The point of the film is to show how the original Beat writers influenced following generations.  Made twenty years after the death of Jack Kerouac, he obviously isn’t interviewed.  We do, however, hear from Allen Ginsberg and William Burroughs, the other two Beat Writers extraordinaire, as well as from Gregory Corse and Diane Di Prima.  We do not hear from Lawrence Ferlinghetti (who didn’t consider himself a “beat” anyway, but who was friends with the others and famously published Ginsberg’s seminal (!?) poem “Howl.”).  Nor do we hear from John Clellon Holmes, whose novel Go is widely considered the first Beat novel.  Either he died before he could be interviewed (the film appeared the year after his death) or he was consciously excluded.

But we hear from many poets who followed in these writers’ footsteps.  I’d heard of some of them; others were completely new to me.  I recognized Ed Sanders (who appeared on the William F. Buckley show Firing Line along with Jack Kerouac)—I’d thought of him as an activist, not a poet.  I’d heard of Anne Waldman, though wasn’t familiar with her poems.  I knew Marianne Faithfull as a singer but not her connection with the Naropa Institute (and Jack Kerouac School of Disembodied Poetics) in Colorado.  John Giorno looked familiar, though I suspect he reminds me of someone with a similar face.  The others were a complete surprise:  Richard Hell, Lydia Lunch, Henry Rollins, and Jim Carroll.

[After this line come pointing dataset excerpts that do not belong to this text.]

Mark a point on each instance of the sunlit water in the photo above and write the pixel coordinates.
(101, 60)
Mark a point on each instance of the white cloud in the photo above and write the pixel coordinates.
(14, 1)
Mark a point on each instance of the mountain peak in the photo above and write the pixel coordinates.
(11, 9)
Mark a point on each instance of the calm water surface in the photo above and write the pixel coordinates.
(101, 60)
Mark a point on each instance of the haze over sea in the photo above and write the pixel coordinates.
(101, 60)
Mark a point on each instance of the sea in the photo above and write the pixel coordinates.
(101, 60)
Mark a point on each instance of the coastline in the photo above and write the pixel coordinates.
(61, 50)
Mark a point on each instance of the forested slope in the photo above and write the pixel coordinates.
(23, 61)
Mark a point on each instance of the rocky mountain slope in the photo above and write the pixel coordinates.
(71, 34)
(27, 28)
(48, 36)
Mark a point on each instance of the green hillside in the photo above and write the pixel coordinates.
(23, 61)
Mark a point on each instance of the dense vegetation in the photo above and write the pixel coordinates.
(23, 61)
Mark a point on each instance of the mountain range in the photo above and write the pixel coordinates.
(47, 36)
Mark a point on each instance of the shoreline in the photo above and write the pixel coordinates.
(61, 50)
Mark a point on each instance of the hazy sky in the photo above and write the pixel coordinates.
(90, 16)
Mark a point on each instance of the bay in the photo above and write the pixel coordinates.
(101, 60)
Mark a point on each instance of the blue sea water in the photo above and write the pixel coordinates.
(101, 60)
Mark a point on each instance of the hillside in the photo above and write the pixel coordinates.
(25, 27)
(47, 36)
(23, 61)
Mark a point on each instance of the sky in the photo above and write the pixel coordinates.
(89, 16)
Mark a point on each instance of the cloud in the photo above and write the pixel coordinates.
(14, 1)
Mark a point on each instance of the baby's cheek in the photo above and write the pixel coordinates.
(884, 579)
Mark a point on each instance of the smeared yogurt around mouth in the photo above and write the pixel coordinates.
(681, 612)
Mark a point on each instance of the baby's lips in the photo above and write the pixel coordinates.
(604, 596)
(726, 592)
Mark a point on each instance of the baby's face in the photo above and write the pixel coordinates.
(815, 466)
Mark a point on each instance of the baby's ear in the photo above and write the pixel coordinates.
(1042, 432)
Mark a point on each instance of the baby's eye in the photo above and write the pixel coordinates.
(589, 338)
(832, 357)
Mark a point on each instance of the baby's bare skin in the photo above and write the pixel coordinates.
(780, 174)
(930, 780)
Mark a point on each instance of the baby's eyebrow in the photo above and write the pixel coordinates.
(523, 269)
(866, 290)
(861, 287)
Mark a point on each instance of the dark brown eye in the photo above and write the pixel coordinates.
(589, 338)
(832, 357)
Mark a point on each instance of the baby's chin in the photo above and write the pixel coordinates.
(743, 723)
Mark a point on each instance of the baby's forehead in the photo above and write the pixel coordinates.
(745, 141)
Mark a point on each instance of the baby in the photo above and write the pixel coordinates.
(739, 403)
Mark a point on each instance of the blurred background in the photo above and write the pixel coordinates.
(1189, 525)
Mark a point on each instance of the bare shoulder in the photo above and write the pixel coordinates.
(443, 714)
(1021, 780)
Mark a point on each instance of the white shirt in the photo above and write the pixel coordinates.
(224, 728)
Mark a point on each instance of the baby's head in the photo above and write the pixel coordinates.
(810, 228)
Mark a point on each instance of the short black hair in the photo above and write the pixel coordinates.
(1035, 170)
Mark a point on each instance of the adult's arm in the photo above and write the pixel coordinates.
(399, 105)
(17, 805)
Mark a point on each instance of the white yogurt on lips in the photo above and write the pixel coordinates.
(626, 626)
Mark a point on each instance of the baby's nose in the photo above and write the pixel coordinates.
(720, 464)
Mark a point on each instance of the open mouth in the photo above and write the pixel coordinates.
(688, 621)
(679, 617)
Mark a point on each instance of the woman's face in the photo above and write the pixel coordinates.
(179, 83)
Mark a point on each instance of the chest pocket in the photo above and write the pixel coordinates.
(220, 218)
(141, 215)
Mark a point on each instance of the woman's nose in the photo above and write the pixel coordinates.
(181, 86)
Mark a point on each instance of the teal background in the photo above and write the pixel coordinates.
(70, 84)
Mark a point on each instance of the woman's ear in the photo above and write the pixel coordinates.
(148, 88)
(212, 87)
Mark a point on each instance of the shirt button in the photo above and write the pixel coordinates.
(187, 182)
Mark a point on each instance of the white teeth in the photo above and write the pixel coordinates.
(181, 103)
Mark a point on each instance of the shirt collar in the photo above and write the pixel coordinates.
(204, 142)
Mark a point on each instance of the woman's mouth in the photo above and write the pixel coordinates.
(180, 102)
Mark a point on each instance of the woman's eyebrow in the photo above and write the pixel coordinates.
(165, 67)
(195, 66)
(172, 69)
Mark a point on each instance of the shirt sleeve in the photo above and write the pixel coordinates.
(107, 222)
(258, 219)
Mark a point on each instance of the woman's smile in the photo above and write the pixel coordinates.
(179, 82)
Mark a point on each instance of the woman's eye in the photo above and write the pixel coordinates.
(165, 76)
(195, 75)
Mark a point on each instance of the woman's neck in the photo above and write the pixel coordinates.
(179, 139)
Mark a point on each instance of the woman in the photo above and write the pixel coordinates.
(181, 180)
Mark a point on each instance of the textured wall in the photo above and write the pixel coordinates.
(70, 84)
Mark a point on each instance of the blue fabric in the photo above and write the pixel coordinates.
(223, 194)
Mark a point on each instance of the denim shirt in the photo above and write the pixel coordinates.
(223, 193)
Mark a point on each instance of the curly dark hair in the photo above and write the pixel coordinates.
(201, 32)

  I’ve watched this DVD three times now.  That surprises me, because the first time through I found I didn’t know quite what to make of it.  In fact, after the first viewing, I said to my daughter, “I feel a lot more normal and well-adjusted now, after watching these people.”  That was true.  But less true after three viewings.  I do read less extravagantly than the people in this video—but still more extravagantly than most people I know.

And—quotes from this video stick with me now.  “You want to be a writer, shut up and write” (Rollins).  “The opposite of poetry is hypocrisy” (Corso).  “I’m a filling man; I fill in empty space” (Rolliins).  “Everything I have to say, I say in my books” (Burroughs).

Most of all, this DVD is experiential.  I remember the way Corso talks, the way Lunch talks, Giorno’s musical delivery.  I remember Waldman’s spirited delivery.  And I remember the presence; the way Corso speaks and then looks right at you; the way Lydia Lunch smiles and smirks and spits out her truth and then stops and just looks right at you.  

Sanders says that performers have to believe in every word they speak, everything they do.  I’ll remember that now, at open mics (though I think I’ve always known that).  So Corso and Lunch hurl their visions at you then give you this “look” that seems to say:  “Yep, I said that; that’s how I see it.  Don’t like it?  Then take it or leave it.  Yeah.”